Step 1: Condensation reaction
The simplified equation is as follows:
CH3CH2OOCCHCN+HCOOC2H5O2C2H5 ⟶ Ac2O+CH3CH2OOCCH(OCOC2H5)CN
However, please note that the "intermediate" in the above equation is not explicitly stated, as the actual condensation process may involve complex rearrangement and condensation steps. The final product is a compound containing two ester groups and one nitrile group.
Raw materials:
Ethyl cyanoacetate, triethyl orthoformate, acetic anhydride
Reaction conditions:
Heating, usually carried out under inert gas (such as nitrogen) protection to prevent oxidation
Reaction equation:
This is a multi-step reaction, but it can usually be simplified to one step to represent the formation of the main product. However, the actual reaction mechanism may involve multiple intermediates and steps.
Step 2: Ring Reaction
Reaction equation:
CH3CH2OOCCH (OCOC2H5) CN+N2H4 ⋅ H2O ⟶ H2O+CH3 CH2OOCCH2N2HCH2OOC2H5 → CH3CH2OOCH2N2HCOCH3
This also simplifies the reaction process and assumes that hydrolysis and cyclization occur simultaneously. In fact, the hydrolysis of esters and the addition of hydrazine may occur first, followed by cyclization to form the oxazole ring. The final product is methyl 3-amino-4-ethyloxazole formate.
Raw materials:
The product of the first step (assuming a simplified representation of CH3CH2OOCCH (OCOC2H5) CN), hydrazine hydrate (N2H4 ⋅ H2O)
Reaction conditions:
Heating, usually carried out under acidic or alkaline conditions, but the specific conditions depend on the properties of the first step product.
Step 3: Conversion reaction (preparation of allopurinol)

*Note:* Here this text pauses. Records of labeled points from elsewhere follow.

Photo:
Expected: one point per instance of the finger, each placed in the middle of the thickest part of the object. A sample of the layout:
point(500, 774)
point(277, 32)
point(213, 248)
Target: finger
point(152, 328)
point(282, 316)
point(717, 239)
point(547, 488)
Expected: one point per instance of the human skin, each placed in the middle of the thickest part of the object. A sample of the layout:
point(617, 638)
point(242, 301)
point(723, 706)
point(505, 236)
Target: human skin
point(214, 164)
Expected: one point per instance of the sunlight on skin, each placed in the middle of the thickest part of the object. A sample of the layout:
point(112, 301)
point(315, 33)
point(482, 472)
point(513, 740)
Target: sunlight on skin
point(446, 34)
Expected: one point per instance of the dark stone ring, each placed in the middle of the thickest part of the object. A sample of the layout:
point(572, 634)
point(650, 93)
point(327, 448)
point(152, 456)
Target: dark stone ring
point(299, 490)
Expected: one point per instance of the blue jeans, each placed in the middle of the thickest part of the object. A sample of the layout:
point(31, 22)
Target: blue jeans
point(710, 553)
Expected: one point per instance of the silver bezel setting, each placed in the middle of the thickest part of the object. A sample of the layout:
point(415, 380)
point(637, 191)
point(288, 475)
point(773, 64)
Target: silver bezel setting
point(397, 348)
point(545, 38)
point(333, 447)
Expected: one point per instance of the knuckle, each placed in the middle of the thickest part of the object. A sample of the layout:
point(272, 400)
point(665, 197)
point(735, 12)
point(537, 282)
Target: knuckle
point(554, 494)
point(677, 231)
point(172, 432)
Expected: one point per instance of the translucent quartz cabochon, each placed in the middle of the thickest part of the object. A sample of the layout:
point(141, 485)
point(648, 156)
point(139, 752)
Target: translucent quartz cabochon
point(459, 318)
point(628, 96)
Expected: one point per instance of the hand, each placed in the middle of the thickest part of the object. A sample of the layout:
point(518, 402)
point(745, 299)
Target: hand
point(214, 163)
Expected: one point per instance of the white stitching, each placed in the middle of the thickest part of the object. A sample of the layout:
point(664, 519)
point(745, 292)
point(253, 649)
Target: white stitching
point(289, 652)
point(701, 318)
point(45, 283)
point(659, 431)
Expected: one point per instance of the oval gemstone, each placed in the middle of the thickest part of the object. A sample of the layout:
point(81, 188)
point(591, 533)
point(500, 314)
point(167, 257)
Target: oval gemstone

The specific reaction conditions and mechanism of this step may vary depending on the literature, as there are multiple methods for synthesizing allopurinol. But usually, this step involves further conversion of 3-amino-4-ethyloxazolecarboxylic acid methyl ester, which may include oxidation, rearrangement, hydrolysis, and other steps.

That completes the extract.